We found evidence that the PDQ-39 does not represent a unidimensional construct. These observations are in accordance with the ambiguities observed regarding the dimensionality of the eight PDQ-39 scales [Hagell and Nygren 2007] and the PDQ-8 [Franchignoni et al. 2008]. Previous studies addressing the dimensionality of the PDQ-39SI have conducted exploratory factor analyses of the eight PDQ-39 scale scores [Jenkinson and Fitzpatrick 2007; Luo et al. 2005; Tan et al. 2004; Jenkinson et al. 2003a]. Similarly to the initial derivation of the PDQ-39SI [Jenkinson et al. 1997], these studies suggested that the eight PDQ-39 scales represent a common construct by showing that all eight PDQ-39 scale scores loaded on a single factor according to the eigenvalue 51 criterion. However, this approach is generally discouraged because it typically yields erroneous results [Gorsuch 1983]. Firstly, it tends to identify too many or too few factors (dimensions) and, secondly, the number of factors identified tends to relate to the number of variables included in the analysis (regardless of the actual number of dimensions in the data). With eight variables, as with the PDQ-39 scales, identification of a single dimension is therefore not surprising [Hair et al. 2006]. Furthermore, in the majority of studies using exploratory factor analysis [Jenkinson and Fitzpatrick 2007; Luo et al. 2005; Tan et al. 2004; Jenkinson et al. 2003a] the identified single factor explained less than 50% of the total variance and in no instance did it exceed the recommended 60% [Hair et al. 2006]. That is, more than half of the information contained in the eight PDQ-39 scales was typically not accounted for.
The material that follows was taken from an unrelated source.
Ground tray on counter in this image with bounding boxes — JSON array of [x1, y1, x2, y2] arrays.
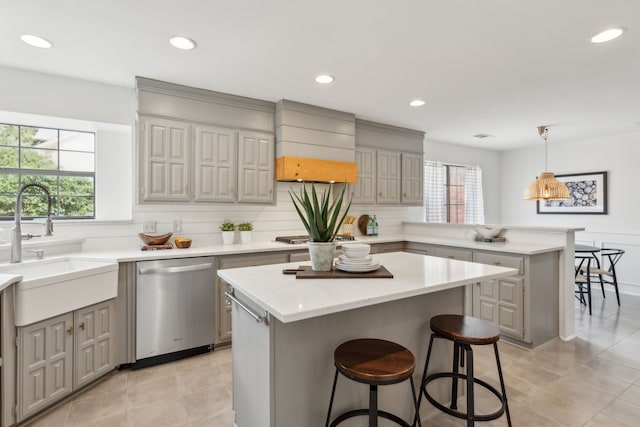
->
[[282, 265, 393, 279]]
It may be obvious from the nature of scales such as the PDQ-39 that they reflect illness-related aspects as perceived and interpreted by patients. On one hand, it may therefore be argued that it is of less concern exactly what such scores represent. However, this would be analogous to relying on an overall score that represents unknown aspects of neurological impairments and use this to understand outcomes in clinical trials. The impact of diseases such as PD is vast and involves a variety of aspects. In order to be able to understand these and to offer interventions to improve patient wellbeing, they need to be measured without ambiguousness. This is not to say that valid overall measurement of the impact of disease from the patient's perspective cannot be obtained. A prerequisite, however, is that such instruments are based on and developed according to well-defined theories [Doward et al. 2004].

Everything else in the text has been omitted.